Here is a better set of questions to ask:

  • What is your successful delivery rate? Are you committed to completing every engagement?
  • What is your performance and/or retention rate at the two-year mark?
  • What is the total number of searches you have conducted and over what period of time?
  • Do you conduct comprehensive primary research on every search?
  • What does your needs-analysis process look like?
  • How many of your competitors are off limits to you?
  • What kind of analyses or metrics will the firm measure potential candidates against?
  • Will the firm require its candidates to complete a self- appraisal and submit to reference audits?
  • How will you assess the cultural and performance fit of candidates you present?
  • Will you conduct cursory reference checks on one candidate or comprehensive 360-degree audits on all finalists in advance of presentation?
  • Can you coach me on team fit and effectiveness?
  • Who conducts background investigations and in what manner?
  • How long will the search take?
  • Is the firm flexible, focused on me and willing to customize my search?
  • Is the firm capable of assisting me in the successful integration of the newly hired executive?
  • Will you provide me with meaningful market information collected while conducting my search?

I have thrown a lot of stuff at you to get you thinking. The failure rate among newly placed executives stinks, and it is getting worse. Every time one of these misfires occurs, bad things happen.

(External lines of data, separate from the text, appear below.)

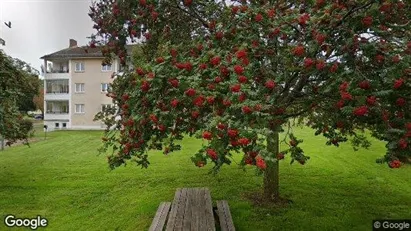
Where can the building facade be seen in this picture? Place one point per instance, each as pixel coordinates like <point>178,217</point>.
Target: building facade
<point>75,87</point>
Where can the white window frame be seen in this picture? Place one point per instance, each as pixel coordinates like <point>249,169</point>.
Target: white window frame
<point>81,107</point>
<point>105,68</point>
<point>104,87</point>
<point>81,90</point>
<point>79,67</point>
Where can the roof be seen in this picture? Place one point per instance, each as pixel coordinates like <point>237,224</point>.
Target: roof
<point>81,52</point>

We believe retained search should be practiced as it was intended, as a specialized form of management consulting, not as a transactional exercise of filling seats in a vacuum. Leadership engagements should be delivered with sustainability in mind, rather than selling off-the-shelf products or cookie-cutter solutions, that don’t solve the client’s problem. As such, we promote the following standards and professional practice guidelines:

 

  • Purpose – We serve with an absolute commitment to enhance client performance and place the client’s interests above their own.
  • Transparency – Our clients have access to our project management system and can see in real time every meaningful detail of each search, including conversations, notes, and due diligence.
  • Discovery – We gain a comprehensive understanding of each client’s unique culture, specific performance expectations, and critical success factors.
  • Performance – We track and report retained search time to fill, completion rates, retention, and offer-acceptance ratios.
  • Integrity – We ensure the leadership and training solutions, assessments, and workshops that we deliver are in the best interests of the client.
  • Due Diligence – Members conduct assessments, reference audits, and background checks before presenting finalist candidates, to screen out all but A Players.
  • Persistence – We follow through on each engagement until its completion, without time limitation.
  • True Search – We commit to thoroughly canvasing the market and present talent NOT on the radar screen of the search community at large.
  • Alignment – We will assess candidates to ensure cultural fit and the ability to deliver on specific strategic and tactical performance expectations.